Hocasına hakaret eden öğrenciye beddua
Doç. Dr. Murat Volkan Dülger, politikacılara yönelik küfür ve dolandırıcı, yalancı, hırsız gibi nitelemelere değinirken "Ama siyaset sahnesine çıktıysanız bunlara alışacaksınız. Biz hocayız. Öğrencilerimiz dersten kalıyor. Onların deyimiyle biz bırakıyoruz. Hocaya küfrediyor mu öğrenci? Evet ediyor. Bizim bunun için önlemimiz var; bu işe başlarken öğrenci kardeşlerimiz bizim için ne düşünüyorsa, Allah onlara iki katını versin diyoruz. Bunu böyle göğüslüyoruz. Siyasetçi de bunu yapacak. Bunu yapamıyorsa siyaset sahnesine çıkmayacak, siyasete soyunmayacak."

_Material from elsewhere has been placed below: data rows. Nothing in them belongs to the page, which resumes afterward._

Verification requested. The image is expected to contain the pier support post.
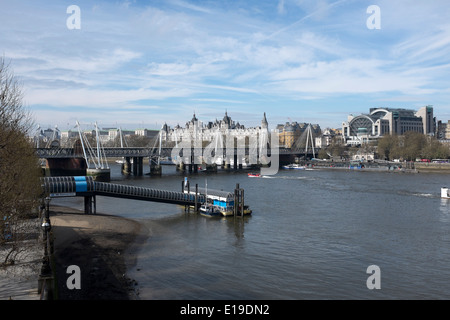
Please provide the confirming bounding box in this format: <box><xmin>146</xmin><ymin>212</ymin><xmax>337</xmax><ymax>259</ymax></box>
<box><xmin>84</xmin><ymin>196</ymin><xmax>97</xmax><ymax>214</ymax></box>
<box><xmin>194</xmin><ymin>183</ymin><xmax>198</xmax><ymax>212</ymax></box>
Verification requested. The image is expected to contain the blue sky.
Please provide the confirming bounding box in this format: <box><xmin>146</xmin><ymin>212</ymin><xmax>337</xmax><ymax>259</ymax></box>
<box><xmin>0</xmin><ymin>0</ymin><xmax>450</xmax><ymax>129</ymax></box>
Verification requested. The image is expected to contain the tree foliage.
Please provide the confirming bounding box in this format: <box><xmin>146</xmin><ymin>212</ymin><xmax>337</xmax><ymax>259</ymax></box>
<box><xmin>0</xmin><ymin>57</ymin><xmax>41</xmax><ymax>264</ymax></box>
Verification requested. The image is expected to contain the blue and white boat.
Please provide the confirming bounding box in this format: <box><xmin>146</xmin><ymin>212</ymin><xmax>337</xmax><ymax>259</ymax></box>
<box><xmin>283</xmin><ymin>163</ymin><xmax>306</xmax><ymax>170</ymax></box>
<box><xmin>200</xmin><ymin>203</ymin><xmax>220</xmax><ymax>217</ymax></box>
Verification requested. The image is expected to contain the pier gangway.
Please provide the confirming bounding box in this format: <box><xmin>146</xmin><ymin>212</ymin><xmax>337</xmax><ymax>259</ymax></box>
<box><xmin>41</xmin><ymin>176</ymin><xmax>205</xmax><ymax>214</ymax></box>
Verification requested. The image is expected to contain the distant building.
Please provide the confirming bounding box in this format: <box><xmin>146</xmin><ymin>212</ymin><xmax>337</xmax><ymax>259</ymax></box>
<box><xmin>161</xmin><ymin>112</ymin><xmax>268</xmax><ymax>142</ymax></box>
<box><xmin>134</xmin><ymin>129</ymin><xmax>159</xmax><ymax>138</ymax></box>
<box><xmin>276</xmin><ymin>121</ymin><xmax>321</xmax><ymax>149</ymax></box>
<box><xmin>314</xmin><ymin>128</ymin><xmax>340</xmax><ymax>148</ymax></box>
<box><xmin>342</xmin><ymin>106</ymin><xmax>435</xmax><ymax>145</ymax></box>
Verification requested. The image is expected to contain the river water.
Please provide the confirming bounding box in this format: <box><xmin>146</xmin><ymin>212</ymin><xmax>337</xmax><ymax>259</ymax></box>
<box><xmin>54</xmin><ymin>165</ymin><xmax>450</xmax><ymax>300</ymax></box>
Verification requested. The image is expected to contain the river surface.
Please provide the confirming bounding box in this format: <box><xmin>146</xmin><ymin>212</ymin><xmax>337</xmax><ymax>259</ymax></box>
<box><xmin>53</xmin><ymin>165</ymin><xmax>450</xmax><ymax>300</ymax></box>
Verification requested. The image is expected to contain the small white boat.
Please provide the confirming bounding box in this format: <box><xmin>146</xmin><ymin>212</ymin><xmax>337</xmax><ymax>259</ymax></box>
<box><xmin>248</xmin><ymin>173</ymin><xmax>261</xmax><ymax>178</ymax></box>
<box><xmin>283</xmin><ymin>163</ymin><xmax>306</xmax><ymax>170</ymax></box>
<box><xmin>200</xmin><ymin>204</ymin><xmax>221</xmax><ymax>217</ymax></box>
<box><xmin>441</xmin><ymin>187</ymin><xmax>450</xmax><ymax>199</ymax></box>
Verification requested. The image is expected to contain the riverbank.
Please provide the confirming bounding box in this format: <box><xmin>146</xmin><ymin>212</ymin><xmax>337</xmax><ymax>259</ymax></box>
<box><xmin>50</xmin><ymin>206</ymin><xmax>147</xmax><ymax>300</ymax></box>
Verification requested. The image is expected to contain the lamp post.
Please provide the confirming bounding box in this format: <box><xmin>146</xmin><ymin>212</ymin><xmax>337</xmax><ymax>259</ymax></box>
<box><xmin>38</xmin><ymin>197</ymin><xmax>52</xmax><ymax>299</ymax></box>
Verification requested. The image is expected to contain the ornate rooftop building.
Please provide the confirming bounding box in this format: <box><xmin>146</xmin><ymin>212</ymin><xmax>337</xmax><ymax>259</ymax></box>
<box><xmin>161</xmin><ymin>112</ymin><xmax>268</xmax><ymax>142</ymax></box>
<box><xmin>342</xmin><ymin>106</ymin><xmax>435</xmax><ymax>145</ymax></box>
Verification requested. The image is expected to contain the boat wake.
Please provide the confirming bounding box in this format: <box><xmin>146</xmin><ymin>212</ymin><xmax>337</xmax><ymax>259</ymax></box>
<box><xmin>398</xmin><ymin>191</ymin><xmax>439</xmax><ymax>198</ymax></box>
<box><xmin>261</xmin><ymin>176</ymin><xmax>311</xmax><ymax>180</ymax></box>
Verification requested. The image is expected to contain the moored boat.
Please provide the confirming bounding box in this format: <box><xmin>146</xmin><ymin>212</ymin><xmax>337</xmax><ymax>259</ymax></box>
<box><xmin>283</xmin><ymin>163</ymin><xmax>306</xmax><ymax>170</ymax></box>
<box><xmin>248</xmin><ymin>173</ymin><xmax>261</xmax><ymax>178</ymax></box>
<box><xmin>441</xmin><ymin>187</ymin><xmax>450</xmax><ymax>199</ymax></box>
<box><xmin>200</xmin><ymin>204</ymin><xmax>220</xmax><ymax>217</ymax></box>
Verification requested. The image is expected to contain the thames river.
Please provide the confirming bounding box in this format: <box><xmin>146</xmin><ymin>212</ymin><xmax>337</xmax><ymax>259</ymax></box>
<box><xmin>54</xmin><ymin>165</ymin><xmax>450</xmax><ymax>300</ymax></box>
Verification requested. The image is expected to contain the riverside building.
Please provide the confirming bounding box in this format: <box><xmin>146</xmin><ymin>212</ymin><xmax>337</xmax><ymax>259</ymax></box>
<box><xmin>342</xmin><ymin>106</ymin><xmax>435</xmax><ymax>145</ymax></box>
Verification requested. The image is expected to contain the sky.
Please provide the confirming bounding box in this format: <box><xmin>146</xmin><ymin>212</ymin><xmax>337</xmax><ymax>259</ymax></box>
<box><xmin>0</xmin><ymin>0</ymin><xmax>450</xmax><ymax>130</ymax></box>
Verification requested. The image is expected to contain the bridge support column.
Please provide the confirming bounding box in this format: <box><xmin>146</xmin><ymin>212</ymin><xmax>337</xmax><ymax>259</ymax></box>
<box><xmin>122</xmin><ymin>157</ymin><xmax>131</xmax><ymax>174</ymax></box>
<box><xmin>133</xmin><ymin>157</ymin><xmax>144</xmax><ymax>176</ymax></box>
<box><xmin>84</xmin><ymin>196</ymin><xmax>97</xmax><ymax>214</ymax></box>
<box><xmin>177</xmin><ymin>162</ymin><xmax>186</xmax><ymax>171</ymax></box>
<box><xmin>150</xmin><ymin>163</ymin><xmax>162</xmax><ymax>176</ymax></box>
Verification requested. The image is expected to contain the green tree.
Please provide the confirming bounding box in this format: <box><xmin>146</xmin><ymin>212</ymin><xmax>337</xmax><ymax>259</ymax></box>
<box><xmin>0</xmin><ymin>58</ymin><xmax>41</xmax><ymax>264</ymax></box>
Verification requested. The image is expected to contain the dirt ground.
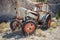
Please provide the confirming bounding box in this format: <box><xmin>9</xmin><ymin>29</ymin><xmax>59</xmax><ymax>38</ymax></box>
<box><xmin>0</xmin><ymin>21</ymin><xmax>60</xmax><ymax>40</ymax></box>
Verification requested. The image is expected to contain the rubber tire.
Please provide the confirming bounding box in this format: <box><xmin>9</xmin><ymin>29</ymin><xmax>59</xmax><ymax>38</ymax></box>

Sağlıklı karar için ihtisas mahkemeleri önerisi
Program moderatörü Doç. Dr. Hasan Sınar da, internete erişim başvurularında daha sağlıklı kararlar alınabilmesi için yargıda uzmanlaşmaya ihtiyaç olduğunu savundu. Doç.Dr. Sınar, şöyle konuştu: "Nasıl ki fikri ve sınai mülkiyet haklarında ihtisas mahkemesi tesis edildiyse, erişimin engellenmesi konusuna da sulh ceza hakimlikleri değil, kurulacak uzmanlık mahkemeleri bakmalı. Erişimin engellenmesi tedbirine bir ihtisas mahkemesi tarafından karar verilmesi ve oradaki hakimlerin bilişim hukuku alanında en azından yüksek lisans, ihtisas yapmış akreditasyon sahibi hakimler olması halinde bu sorun bir ölçüde çözümlenir. Ama bu yöntem, genel yargı bağımsızlığı ve hukuk güvenliği sorununu da tek başına çözemeyecektir."